Sunday, February 15, 2009

You mean it gets even worse?

Four and a half years ago, I wrote this blog post, about how frustrating it was that no one would be held accountable for what happened at Gitmo other than a few low-level functionaries.

Three and a half years ago, I wrote this blog post, about how much worse what actually happened at Abu Ghraib was than we all had thought.

A former Gitmo guard has now come forward and is talking about what is actually going on there.

Neely [the guard] discusses at some length the notion of IRF (initial reaction force), a technique devised to brutalize or physically beat a detainee under the pretense that he required being physically subdued. The IRF approach was devised to use a perceived legal loophole in the prohibition on torture. Neely’s testimony makes clear that IRF was understood by everyone, including the prison guards who applied it, as a subterfuge for beating and mistreating prisoners—and that it had nothing to do with the need to preserve discipline and order in the prison.

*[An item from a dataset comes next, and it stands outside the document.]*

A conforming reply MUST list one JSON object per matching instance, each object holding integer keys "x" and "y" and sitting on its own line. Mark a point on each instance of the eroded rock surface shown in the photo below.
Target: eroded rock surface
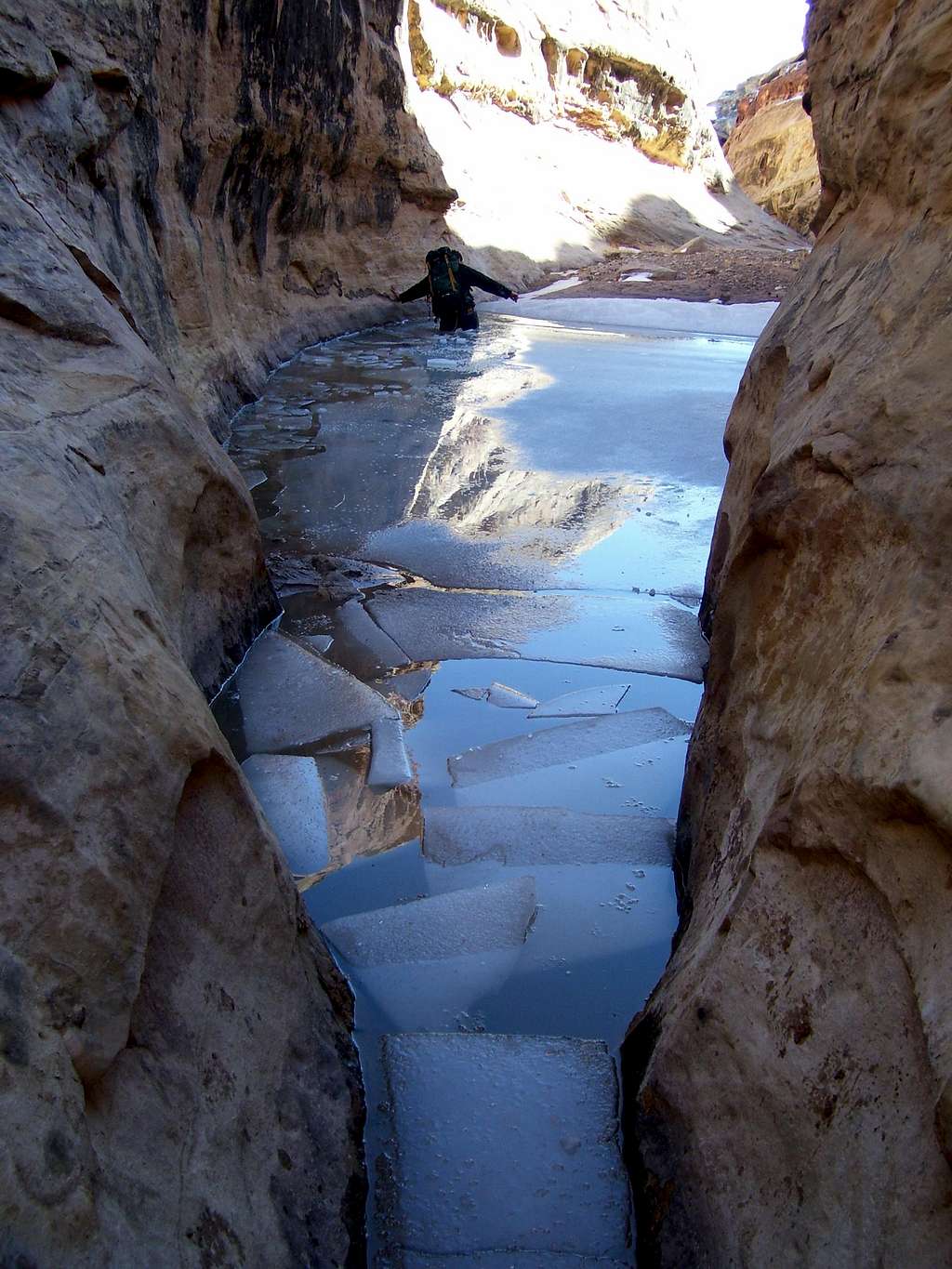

Honestly, that really doesn't shock me. Several prisoners were actually beaten to death at Abu Ghraib. I remember one quote from an Army doctor that examined the dead detainee, and how he described his injuries as resembling those of someone that had been hit by a bus. So finding out that physical abuse is not just regular, but encouraged, seems just par for the course.

But as shocking and saddening it is to hear about beatings like this, that's not the end of it: (emphasis mine)

He describes body searches undertaken for no legitimate security purpose, simply to sexually invade and humiliate the prisoners. This was a standardized Bush Administration tactic–the importance of which became apparent to me when I participated in some Capitol Hill negotiations with White House representatives relating to legislation creating criminal law accountability for contractors. The Bush White House vehemently objected to provisions of the law dealing with rape by instrumentality. When House negotiators pressed to know why, they were met first with silence and then an embarrassed acknowledgment that a key part of the Bush program included invasion of the bodies of prisoners in a way that might be deemed rape by instrumentality under existing federal and state criminal statutes.

It's one thing (and implausible) to say that the Abu Ghraib abuse was the work of "a few bad apples." This obviously isn't. White House lawyers were aware of what was going on and actually fought to provide legal cover. You can't tell me that the awareness of these tactics stopped with those lawyers.

In other words, rape is now official government policy.

1 comment:

Ian said...

You'd think that, by now, nothing about the Bushies would shock or sicken me any more.

I am shocked. I am sickened. I think that's a good thing, because as we get used to these stories, we have a little of our humanity abraded away.